A GENUINE INTEREST IN THE CONTESTANTS/THE OUTCOME/THE LONG-TERM HEALTH OF THE FRANCHISE | An Idol judging position shouldn’t merely be a forum to shill clothing/music/movies/fragrances/shiny objects. When the judges are clearly invested in the process, it makes everything — the contestants, the broadcast, sometimes even the voting — better.
And while we’re at it, here are three traits Tyler’s replacement need not be:
MALE | Is there a judging panel on TV — aside from Project Runway‘s — where lady judges outnumber dudes? Given Idol‘s difficulties in crowning a female winner the last five seasons, maybe an estrogen shot to the panel is just what the doctor ordered. Just please, no tired, mired-in-a-past-era sense that two women can’t get along, okay?

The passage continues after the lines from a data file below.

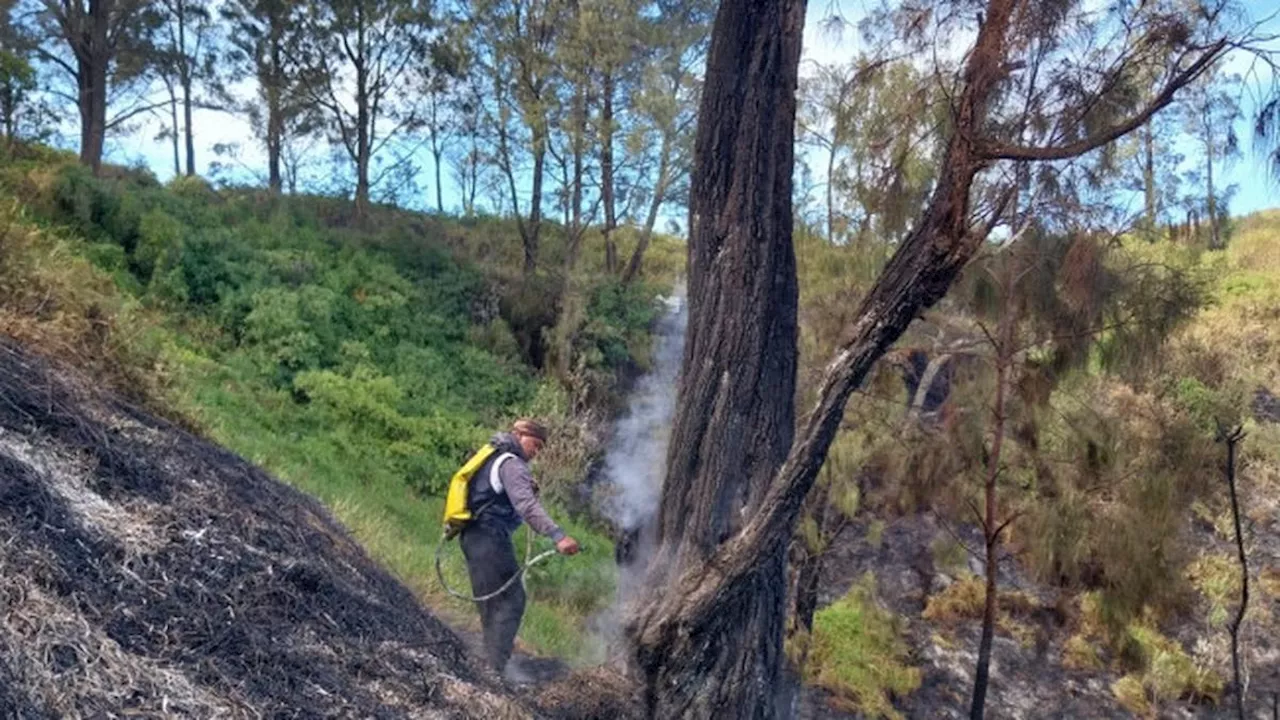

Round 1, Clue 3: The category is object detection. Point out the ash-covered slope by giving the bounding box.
[0,340,534,720]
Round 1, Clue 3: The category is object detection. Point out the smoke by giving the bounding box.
[604,286,689,540]
[594,284,689,652]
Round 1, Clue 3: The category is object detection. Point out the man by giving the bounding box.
[458,419,577,674]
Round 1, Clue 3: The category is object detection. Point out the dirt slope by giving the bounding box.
[0,340,538,720]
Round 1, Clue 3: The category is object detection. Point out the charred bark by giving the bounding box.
[626,0,1225,719]
[634,0,805,719]
[1219,420,1249,720]
[600,67,618,275]
[628,0,1014,717]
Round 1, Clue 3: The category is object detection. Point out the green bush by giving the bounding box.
[806,573,920,719]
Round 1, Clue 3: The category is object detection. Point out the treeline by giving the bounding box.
[0,0,716,279]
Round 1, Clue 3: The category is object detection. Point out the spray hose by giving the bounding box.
[435,529,558,602]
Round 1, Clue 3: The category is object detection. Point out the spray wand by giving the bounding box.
[435,528,576,602]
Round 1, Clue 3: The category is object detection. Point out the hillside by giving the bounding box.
[801,210,1280,719]
[0,149,681,681]
[0,341,531,719]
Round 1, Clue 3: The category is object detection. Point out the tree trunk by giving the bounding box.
[73,1,111,174]
[178,6,196,177]
[431,150,444,215]
[1224,428,1249,720]
[632,0,805,719]
[183,78,196,176]
[356,69,371,218]
[522,131,547,275]
[827,140,836,243]
[1204,129,1222,250]
[600,68,618,275]
[1142,122,1158,240]
[165,79,182,177]
[622,132,675,284]
[262,27,285,195]
[967,259,1018,720]
[627,0,1016,719]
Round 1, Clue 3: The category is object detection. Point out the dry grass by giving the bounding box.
[0,342,522,717]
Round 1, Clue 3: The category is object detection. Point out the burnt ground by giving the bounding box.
[0,340,547,720]
[801,512,1280,720]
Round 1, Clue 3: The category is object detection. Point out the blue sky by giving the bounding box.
[102,0,1280,224]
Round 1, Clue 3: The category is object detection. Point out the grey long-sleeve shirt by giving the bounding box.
[498,455,564,542]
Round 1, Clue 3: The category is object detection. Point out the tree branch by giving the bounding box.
[978,40,1228,160]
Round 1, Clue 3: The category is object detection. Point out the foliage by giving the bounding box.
[806,573,920,719]
[0,159,657,660]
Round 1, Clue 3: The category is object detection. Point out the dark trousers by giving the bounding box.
[458,520,525,674]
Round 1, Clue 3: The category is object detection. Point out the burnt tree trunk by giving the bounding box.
[261,14,287,195]
[636,0,805,719]
[77,0,114,174]
[1142,123,1158,235]
[622,131,675,283]
[521,131,547,275]
[1220,428,1249,720]
[178,8,198,176]
[969,259,1018,720]
[627,0,1016,719]
[600,67,618,275]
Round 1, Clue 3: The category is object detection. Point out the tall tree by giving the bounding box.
[154,0,219,176]
[474,0,567,275]
[30,0,157,173]
[300,0,433,217]
[622,0,713,282]
[221,0,317,192]
[0,0,46,152]
[1185,73,1240,250]
[627,0,1228,717]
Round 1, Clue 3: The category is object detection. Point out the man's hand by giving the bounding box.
[556,536,577,555]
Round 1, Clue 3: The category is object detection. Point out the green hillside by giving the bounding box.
[0,151,682,657]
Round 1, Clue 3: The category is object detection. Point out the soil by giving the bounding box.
[800,504,1280,720]
[0,340,547,720]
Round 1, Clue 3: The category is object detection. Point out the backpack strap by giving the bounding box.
[489,452,516,495]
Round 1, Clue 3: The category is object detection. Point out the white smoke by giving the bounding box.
[604,284,689,540]
[591,283,689,661]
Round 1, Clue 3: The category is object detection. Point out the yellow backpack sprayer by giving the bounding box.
[435,443,557,602]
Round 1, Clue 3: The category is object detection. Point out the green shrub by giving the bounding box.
[806,573,920,719]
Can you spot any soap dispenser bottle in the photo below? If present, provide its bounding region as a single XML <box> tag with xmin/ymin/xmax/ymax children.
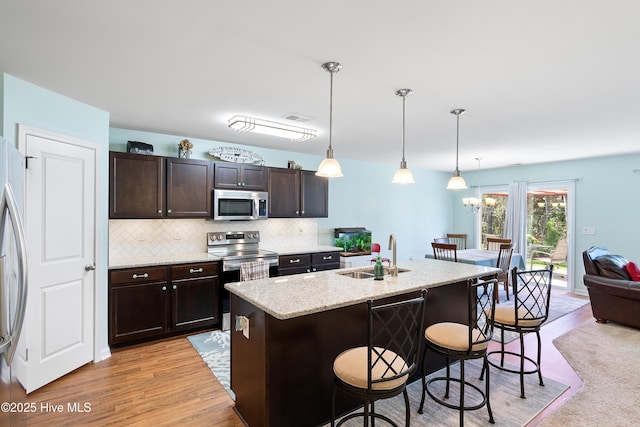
<box><xmin>373</xmin><ymin>255</ymin><xmax>384</xmax><ymax>280</ymax></box>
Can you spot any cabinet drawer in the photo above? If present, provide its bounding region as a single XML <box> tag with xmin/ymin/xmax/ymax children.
<box><xmin>311</xmin><ymin>252</ymin><xmax>340</xmax><ymax>267</ymax></box>
<box><xmin>171</xmin><ymin>262</ymin><xmax>220</xmax><ymax>280</ymax></box>
<box><xmin>278</xmin><ymin>254</ymin><xmax>311</xmax><ymax>268</ymax></box>
<box><xmin>109</xmin><ymin>267</ymin><xmax>167</xmax><ymax>285</ymax></box>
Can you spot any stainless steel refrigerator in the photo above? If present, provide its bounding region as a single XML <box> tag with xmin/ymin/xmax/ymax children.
<box><xmin>0</xmin><ymin>138</ymin><xmax>27</xmax><ymax>427</ymax></box>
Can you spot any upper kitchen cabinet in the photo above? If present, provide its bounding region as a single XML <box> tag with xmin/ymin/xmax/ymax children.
<box><xmin>268</xmin><ymin>168</ymin><xmax>329</xmax><ymax>218</ymax></box>
<box><xmin>109</xmin><ymin>152</ymin><xmax>213</xmax><ymax>219</ymax></box>
<box><xmin>109</xmin><ymin>151</ymin><xmax>164</xmax><ymax>218</ymax></box>
<box><xmin>213</xmin><ymin>163</ymin><xmax>267</xmax><ymax>191</ymax></box>
<box><xmin>166</xmin><ymin>157</ymin><xmax>213</xmax><ymax>218</ymax></box>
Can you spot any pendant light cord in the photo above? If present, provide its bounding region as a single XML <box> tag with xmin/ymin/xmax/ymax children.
<box><xmin>329</xmin><ymin>71</ymin><xmax>334</xmax><ymax>150</ymax></box>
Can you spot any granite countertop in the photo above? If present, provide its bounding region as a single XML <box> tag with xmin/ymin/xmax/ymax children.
<box><xmin>109</xmin><ymin>252</ymin><xmax>220</xmax><ymax>269</ymax></box>
<box><xmin>225</xmin><ymin>258</ymin><xmax>499</xmax><ymax>320</ymax></box>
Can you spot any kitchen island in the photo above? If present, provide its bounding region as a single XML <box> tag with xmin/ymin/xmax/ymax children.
<box><xmin>225</xmin><ymin>259</ymin><xmax>498</xmax><ymax>427</ymax></box>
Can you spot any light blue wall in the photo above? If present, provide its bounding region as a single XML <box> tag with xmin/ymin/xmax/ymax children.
<box><xmin>0</xmin><ymin>74</ymin><xmax>109</xmax><ymax>362</ymax></box>
<box><xmin>452</xmin><ymin>153</ymin><xmax>640</xmax><ymax>293</ymax></box>
<box><xmin>109</xmin><ymin>128</ymin><xmax>453</xmax><ymax>260</ymax></box>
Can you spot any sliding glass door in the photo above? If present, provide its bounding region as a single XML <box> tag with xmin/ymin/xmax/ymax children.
<box><xmin>477</xmin><ymin>181</ymin><xmax>575</xmax><ymax>291</ymax></box>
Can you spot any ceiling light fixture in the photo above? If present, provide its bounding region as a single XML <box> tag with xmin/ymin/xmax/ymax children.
<box><xmin>229</xmin><ymin>116</ymin><xmax>316</xmax><ymax>142</ymax></box>
<box><xmin>391</xmin><ymin>89</ymin><xmax>415</xmax><ymax>184</ymax></box>
<box><xmin>447</xmin><ymin>108</ymin><xmax>467</xmax><ymax>190</ymax></box>
<box><xmin>316</xmin><ymin>62</ymin><xmax>342</xmax><ymax>178</ymax></box>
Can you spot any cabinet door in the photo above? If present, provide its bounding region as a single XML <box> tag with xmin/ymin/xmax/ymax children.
<box><xmin>300</xmin><ymin>171</ymin><xmax>329</xmax><ymax>218</ymax></box>
<box><xmin>278</xmin><ymin>254</ymin><xmax>311</xmax><ymax>276</ymax></box>
<box><xmin>242</xmin><ymin>165</ymin><xmax>267</xmax><ymax>191</ymax></box>
<box><xmin>213</xmin><ymin>163</ymin><xmax>242</xmax><ymax>190</ymax></box>
<box><xmin>268</xmin><ymin>168</ymin><xmax>300</xmax><ymax>218</ymax></box>
<box><xmin>109</xmin><ymin>282</ymin><xmax>169</xmax><ymax>344</ymax></box>
<box><xmin>166</xmin><ymin>158</ymin><xmax>213</xmax><ymax>218</ymax></box>
<box><xmin>171</xmin><ymin>276</ymin><xmax>220</xmax><ymax>330</ymax></box>
<box><xmin>311</xmin><ymin>252</ymin><xmax>340</xmax><ymax>271</ymax></box>
<box><xmin>109</xmin><ymin>152</ymin><xmax>164</xmax><ymax>218</ymax></box>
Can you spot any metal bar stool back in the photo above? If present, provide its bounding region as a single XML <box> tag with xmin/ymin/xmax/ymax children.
<box><xmin>480</xmin><ymin>265</ymin><xmax>553</xmax><ymax>399</ymax></box>
<box><xmin>331</xmin><ymin>290</ymin><xmax>427</xmax><ymax>427</ymax></box>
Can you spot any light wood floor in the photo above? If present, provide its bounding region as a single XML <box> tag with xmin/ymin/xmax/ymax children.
<box><xmin>22</xmin><ymin>296</ymin><xmax>594</xmax><ymax>427</ymax></box>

A TWEEN-MARKET FAVORITE | I’m sorry, but I’m still grappling with the idea of Demi Lovato at the X Factor table. There’s only so much this Oldie Olsen can handle in a TV season.
A HOUSEHOLD NAME | Consider the following folks: Linda Perry, Pharrell Williams, Ben Folds, Max Martin, and Sylvia Rhone. They might only be known by a fraction of the audience, but the same could’ve been said about Simon Cowell before Idol launched stateside in 2002. I have no clue if any of these folks would excel in a live TV setting, but it might be worth testing their skill sets. After all, remember that over the course of the five-months-a-year grind that is Idol, the ability to provide insightful, incisive feedback is infinitely more valuable than the ability to land on the cover of Us or Star magazine.
Idoloonies, what’s your reaction to Tyler’s exit? Good riddance to bad come-ons? Or will you miss the unique “flair” that he brought to the table? And let’s start brainstorming replacements in the comments!